In this talk, I will present the data and methodology used for my ongoing Ph.D. thesis on evaluated representations of different groups of people in the Czech news press. Instead of searching the interface(s) of korpus.cz, I have extracted co-occurrences of nouns and adjectives based partly on previous research, partly on research design decisions. The data and methods for my thesis rely on work by inter alia ČNK members Václav Cvrček, Michal Křen, Jana Šindlerová and Adrian Jan Zasina, and the co-occurrences are extracted from the Journalistic subcorpus of SYN release 8.
The resulting work shows what can be done combining lists and lexica created for specific purposes, but also which caveats must be taken into account when using other researchers’ data. I will further try to explain my research design and the calculations used to create the different analyses.
References
Cvrček, V. (2014). “Proximita slov a možnosti jejího měření”. In Kvantitativní analýza kontextu (pp. 35–43). Nakladatelství Lidové Noviny/Ústav českého národní korpusu.
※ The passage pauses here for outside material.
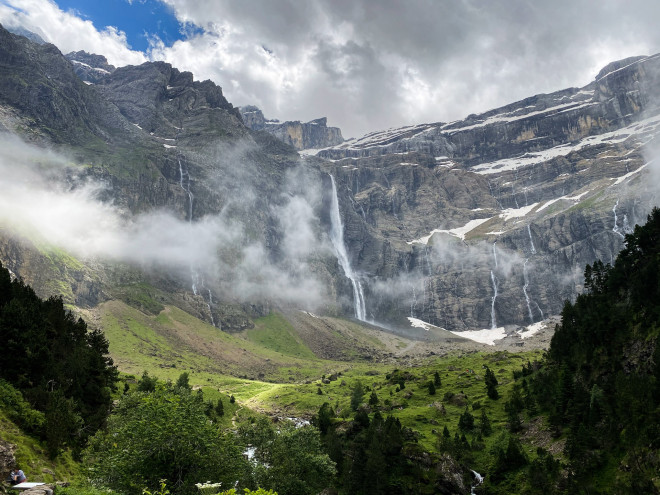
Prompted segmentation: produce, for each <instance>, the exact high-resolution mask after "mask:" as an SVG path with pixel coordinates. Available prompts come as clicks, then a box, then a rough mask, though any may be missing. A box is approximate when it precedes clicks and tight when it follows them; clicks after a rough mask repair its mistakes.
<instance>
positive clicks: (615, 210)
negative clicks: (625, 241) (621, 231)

Piao, S., Rayson, P., Archer, D., Bianchi, F., Dayrell, C., El-Haj, M., Jiménez, R.-M., Knight, D., Křen, M., Löfberg, L., Nawab, R. M. A., Shafi, J., Teh, P. L., & Mudraya, O. (2016). “Lexical Coverage Evaluation of Large-scale Multilingual Semantic Lexicons for Twelve Languages.” In N. C. (Conference Chair), K. Choukri, T. Declerck, S. Goggi, M. Grobelnik, B. Maegaard, J. Mariani, H. Mazo, A. Moreno, J. Odijk, & S. Piperidis (Eds.), Proceedings of the Tenth International Conference on Language Resources and Evaluation (LREC 2016) (pp. 23–28). European Language Resources Association (ELRA).
Veselovská, K., Hajič, J., & Šindlerová, J. (2014). “Subjectivity Lexicon for Czech: Implementation and Improvements.” Journal for Language and Computational Linguistics, 29(1).
Zasina, A. J. (2019). “Gender-Specific Adjectives in Czech Newspapers and Magazines”. Jazykovedný Časopis, 70(2).